An example of the good work carried out locally on the economic front by the Order of St. Joseph of Cluny was the establishment of Ferbane Credit Union, which was instigated by Sr Nivard McGrath, when she was the Principal of the local primary school in Ferbane. “She saw the need for such a facility in the community so she got the ball rolling on it, and thankfully it has been a great success ever since,” remarked Sr Maeve. Sr. Nivard is now retired and living in the the Order’s Provincialate in Mount Sackville in Dublin.

Sr Helena from Lumcloon, who was one of the last three sisters to move out of the Ferbane Convent building, spent many years working in India where she established a very successful school which has educated thousands of young Indian girls.
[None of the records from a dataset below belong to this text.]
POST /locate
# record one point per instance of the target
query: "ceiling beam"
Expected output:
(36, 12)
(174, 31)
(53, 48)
“We firmly believe that education is empowerment , especially among poorer communities,” said Sr Maeve, who added that while “the public face” of the sisters in Ferbane was always in the area of primary and secondary education, they also provided a lot of help to poorer families in the area.

“For example, our kitchen was always an open house where people could just drop in if they were in need of a bite to eat, or some other help, so our sisters did a lot of other good work in the community apart from on the education front.”

While she acknowledged that the Order of St Joseph of Cluny has “great difficulties” in attracting new vocations in Ireland, Sr Maeve says there is “no shortage of vocations” from abroad. Many of the girls who received their education from sisters who have worked abroad have expressed an interest in joining the Order in Ireland, and have said they would like to take care of the sisters who worked so hard to ensure that they got an education, so that is very encouraging.”

As they move on to a new chapter in their lives, the last three sisters to leave Ferbane Convent leave behind a lasting legacy of commitment and care for the local community which began when Canon Sheridan invited the first three Sisters from the Order of St Joseph of Cluny to come to the Midlands all of 126 years ago!